In the Reserve Bank of India's (RBI) first bi-monthly monetary policy earlier this week, the central bank said that they will formulate a scheme for market making by primary dealers in semi-liquid and illiquid government securities.
"A similar step could perhaps be taken by asking merchant bankers in corporate bonds by asking them to provide liquidity in bonds. That will add to substantial amount of liquidity in bonds. Today once the bonds gets sold in the market, these merchant bankers no longer provide liquidity to the market," said R Sivakumar, head of fixed income and products, Axis Mutual Fund.
RBI also announced steps to boost retail participation in government securities. These measures include a web-based solution for all mid-segment and retail investors who have gilt accounts to participate in the government securities market and providing these investors direct access to both primary and secondary market platforms without any intermediary. For this, alternate channels of distribution of government securities would be created, RBI said.
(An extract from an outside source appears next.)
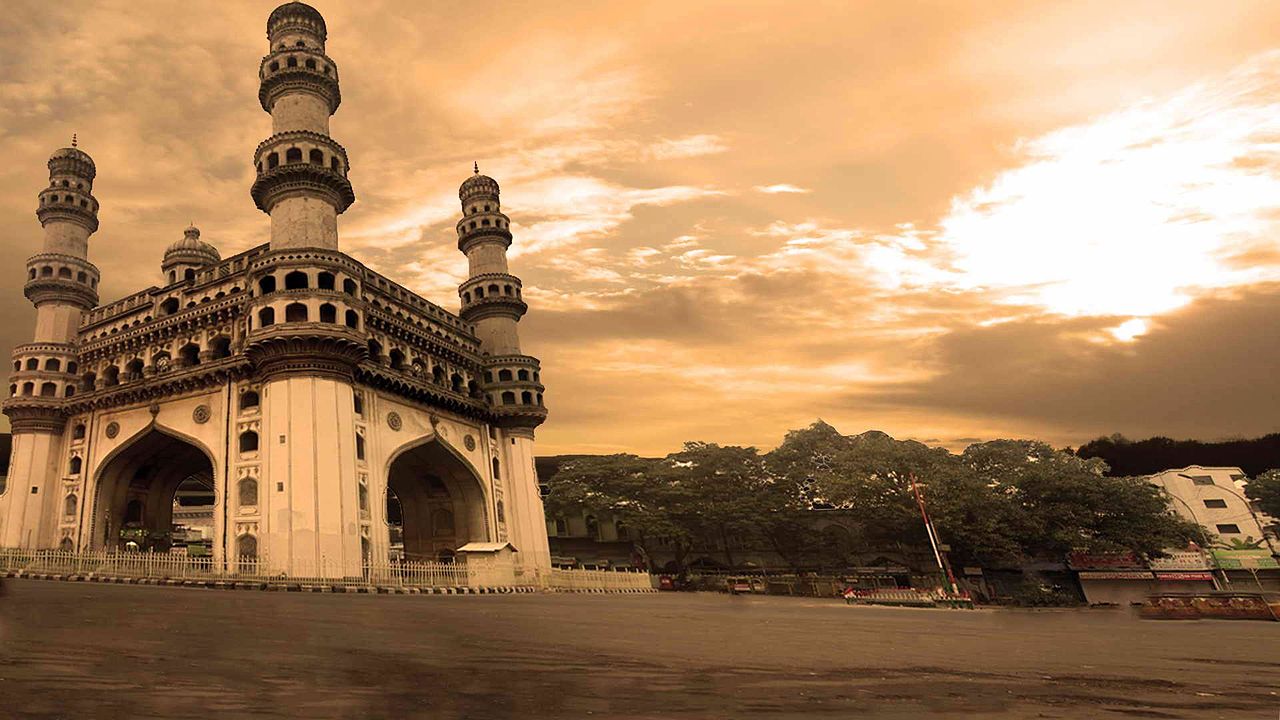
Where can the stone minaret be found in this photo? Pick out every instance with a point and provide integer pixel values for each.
(492, 301)
(62, 283)
(301, 171)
"Retail participation in government securities will take a long time as fixed deposit rates are more attractive. There is scope for reforms in corporate bond market. For instance, it is critical to have a full fledged screen based trading system for bonds," said S Prabhu, head of fixed income at IDBI Federal Life Insurance.
Currently, secondary market activity in corporate bonds continues to be negligible when compared with the volumes in government securities. Besides that though CDS made its debut in 2011, but the instruments failed to take off. CDS are instruments where the buyers receives credit protection while the seller of the swap guarantees the credit worthiness of the debt security.
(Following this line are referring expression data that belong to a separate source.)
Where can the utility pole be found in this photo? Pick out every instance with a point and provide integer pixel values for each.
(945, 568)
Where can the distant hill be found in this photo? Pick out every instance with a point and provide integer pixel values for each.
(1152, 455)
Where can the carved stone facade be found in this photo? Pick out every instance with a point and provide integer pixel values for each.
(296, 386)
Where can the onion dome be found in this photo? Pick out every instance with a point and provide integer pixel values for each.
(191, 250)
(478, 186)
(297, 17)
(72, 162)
"The CDS market is needed because those who invest in corporate bonds, are exposed to interest rate risks as well as credit risks due to which there is a need for this instrument. We may also see reissue of bonds by corporates so that there is more liquidity in the market," said K P Jeewan, head of fixed income, Karvy Stock Broking.
According to Nirakar Pradhan, chief investment officer of Future Generali India Life Insurance, with respect to corporate bond market, there is also a need for more transparent settlement mechanism.